Author(s): Poewe W, Rascol O, Barone P, Hauser RA, Mizuno Y, Haaksma M, Salin L, Juhel N, Schapira AH

Affiliation(s): Innsbruck Medical University, Innsbruck, Austria. werner.poewe@i-med.ac.at

Publication date & source: 2011-08-23, Neurology., 77(8):759-66. Epub 2011 Aug 10.

Publication type: Multicenter Study; Randomized Controlled Trial; Research Support, Non-U.S. Gov't

OBJECTIVE: To assess the clinical efficacy of a novel once-daily extended-release (ER) formulation of the dopamine agonist pramipexole as monotherapy in patients with early Parkinson disease (PD) and establish its noninferiority vs standard immediate-release (IR) pramipexole. METHODS: This was a multicenter, double-blind, parallel study of patients with early PD not receiving levodopa or dopamine agonists, randomly assigned to pramipexole IR, pramipexole ER, or placebo. Seven-week flexible titration was followed by 26-week maintenance, with levodopa permitted as rescue medication. The primary analysis was to test pramipexole ER noninferiority to pramipexole IR based on a change in the Unified Parkinson's Disease Rating Scale (UPDRS) part II+III score at 33 weeks, with noninferiority predefined as a treatment group difference for which the lower bound of the 95% confidence interval (CI) did not exceed -3 points.

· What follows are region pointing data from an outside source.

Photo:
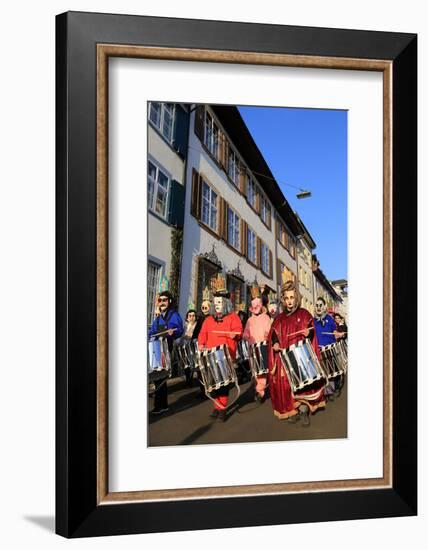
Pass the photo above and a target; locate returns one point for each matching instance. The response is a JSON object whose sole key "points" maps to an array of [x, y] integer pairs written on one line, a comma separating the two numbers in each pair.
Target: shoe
{"points": [[159, 411], [304, 413], [221, 417]]}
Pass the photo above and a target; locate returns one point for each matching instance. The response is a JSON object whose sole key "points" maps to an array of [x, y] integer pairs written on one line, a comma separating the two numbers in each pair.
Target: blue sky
{"points": [[307, 148]]}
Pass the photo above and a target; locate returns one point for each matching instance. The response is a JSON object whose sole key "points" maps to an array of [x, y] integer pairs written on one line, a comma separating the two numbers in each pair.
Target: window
{"points": [[161, 115], [212, 135], [265, 263], [209, 206], [251, 191], [291, 246], [251, 246], [265, 210], [233, 169], [153, 273], [233, 236], [158, 187]]}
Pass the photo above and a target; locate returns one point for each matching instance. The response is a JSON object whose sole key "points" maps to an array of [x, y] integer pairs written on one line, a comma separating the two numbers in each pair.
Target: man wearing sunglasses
{"points": [[168, 324]]}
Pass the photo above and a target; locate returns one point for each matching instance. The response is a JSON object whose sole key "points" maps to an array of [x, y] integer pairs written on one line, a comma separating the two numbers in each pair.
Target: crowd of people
{"points": [[270, 327]]}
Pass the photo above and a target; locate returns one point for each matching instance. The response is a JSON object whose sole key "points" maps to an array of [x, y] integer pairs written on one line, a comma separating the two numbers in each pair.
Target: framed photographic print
{"points": [[236, 239]]}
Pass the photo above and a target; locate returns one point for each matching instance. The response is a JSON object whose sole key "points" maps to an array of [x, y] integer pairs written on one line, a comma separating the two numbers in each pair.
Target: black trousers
{"points": [[161, 394]]}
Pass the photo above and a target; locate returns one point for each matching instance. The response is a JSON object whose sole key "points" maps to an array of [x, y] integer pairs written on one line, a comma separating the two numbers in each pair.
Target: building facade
{"points": [[214, 206], [167, 153]]}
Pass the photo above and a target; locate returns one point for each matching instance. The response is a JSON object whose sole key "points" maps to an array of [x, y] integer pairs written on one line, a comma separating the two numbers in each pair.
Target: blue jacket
{"points": [[326, 324], [170, 319]]}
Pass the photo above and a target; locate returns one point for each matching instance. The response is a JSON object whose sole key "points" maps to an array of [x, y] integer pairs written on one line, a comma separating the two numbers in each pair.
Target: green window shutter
{"points": [[200, 121], [176, 204], [181, 130], [195, 206]]}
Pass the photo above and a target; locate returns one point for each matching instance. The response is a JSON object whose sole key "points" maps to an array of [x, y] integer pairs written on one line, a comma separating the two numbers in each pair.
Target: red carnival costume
{"points": [[284, 404], [223, 326]]}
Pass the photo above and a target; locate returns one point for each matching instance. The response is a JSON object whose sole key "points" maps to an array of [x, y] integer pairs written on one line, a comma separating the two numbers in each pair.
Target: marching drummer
{"points": [[327, 334], [168, 324], [291, 326], [256, 331], [223, 326]]}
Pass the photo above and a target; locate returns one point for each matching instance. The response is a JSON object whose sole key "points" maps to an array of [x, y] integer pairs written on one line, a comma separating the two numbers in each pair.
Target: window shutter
{"points": [[223, 219], [258, 251], [176, 204], [225, 154], [195, 207], [258, 201], [200, 121], [223, 144], [181, 130], [242, 179], [244, 238]]}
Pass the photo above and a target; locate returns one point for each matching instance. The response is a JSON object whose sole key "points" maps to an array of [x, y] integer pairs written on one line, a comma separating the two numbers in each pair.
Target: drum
{"points": [[243, 351], [301, 365], [334, 359], [159, 359], [343, 350], [217, 368], [259, 358]]}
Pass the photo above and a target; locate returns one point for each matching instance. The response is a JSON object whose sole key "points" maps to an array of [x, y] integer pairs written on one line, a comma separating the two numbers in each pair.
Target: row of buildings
{"points": [[214, 206]]}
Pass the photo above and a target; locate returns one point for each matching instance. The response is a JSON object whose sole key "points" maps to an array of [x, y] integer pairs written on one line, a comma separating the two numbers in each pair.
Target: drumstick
{"points": [[164, 332], [225, 332], [300, 331]]}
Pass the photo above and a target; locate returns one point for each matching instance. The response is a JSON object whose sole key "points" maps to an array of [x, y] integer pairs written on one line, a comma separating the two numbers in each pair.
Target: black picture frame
{"points": [[78, 513]]}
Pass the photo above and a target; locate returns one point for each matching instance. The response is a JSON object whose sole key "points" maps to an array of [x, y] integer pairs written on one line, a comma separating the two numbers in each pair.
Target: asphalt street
{"points": [[188, 422]]}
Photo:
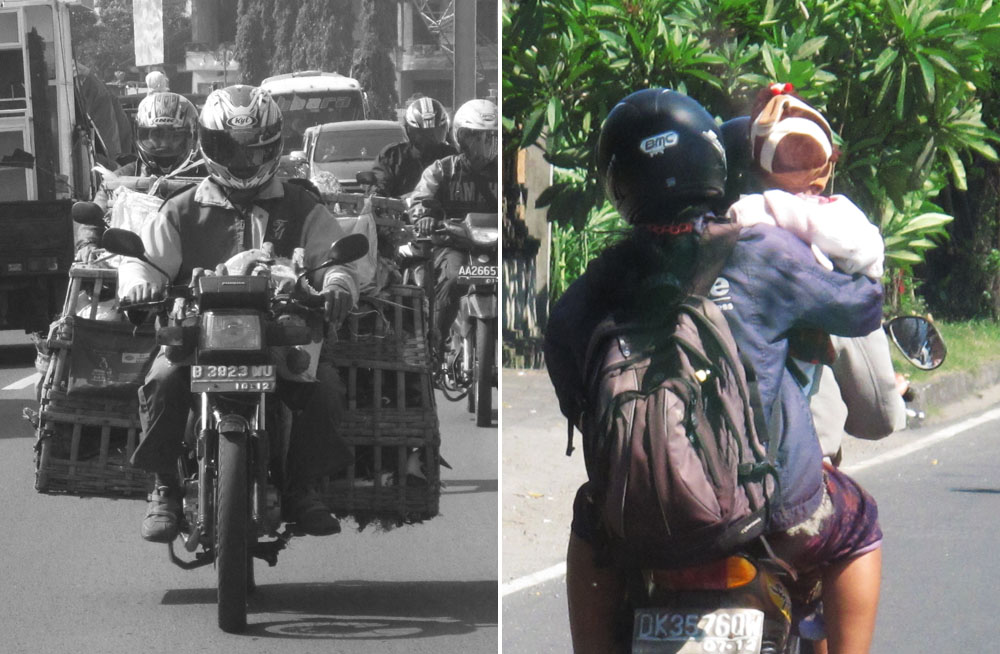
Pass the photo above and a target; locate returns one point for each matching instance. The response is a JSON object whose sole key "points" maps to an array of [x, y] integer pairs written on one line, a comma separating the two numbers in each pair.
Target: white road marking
{"points": [[22, 383], [535, 578], [940, 435]]}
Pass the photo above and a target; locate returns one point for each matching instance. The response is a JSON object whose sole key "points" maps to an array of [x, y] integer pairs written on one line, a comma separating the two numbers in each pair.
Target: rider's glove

RESULTS: Among 213 ER and 207 IR recipients, the adjusted mean 33-week UPDRS II+III change (excluding levodopa rescue effects) was -8.2 for ER and -8.7 for IR, a difference of -0.5 with a 95% CI of -2.3 to 1.3. Compared with placebo (n = 103), pramipexole ER and pramipexole IR were significantly superior on UPDRS II+III score, all key secondary outcomes, and almost all other endpoints. On the 39-item Parkinson Disease Questionnaire, superiority of pramipexole ER failed to reach statistical significance. Both formulations were equally safe and well-tolerated. CONCLUSIONS: As monotherapy for early PD, pramipexole ER was noninferior to pramipexole IR and significantly more effective than placebo. Tolerability and safety did not differ between the formulations. CLASSIFICATION OF EVIDENCE: This study provides Class I evidence that pramipexole ER is not inferior to pramipexole IR in patients with early PD.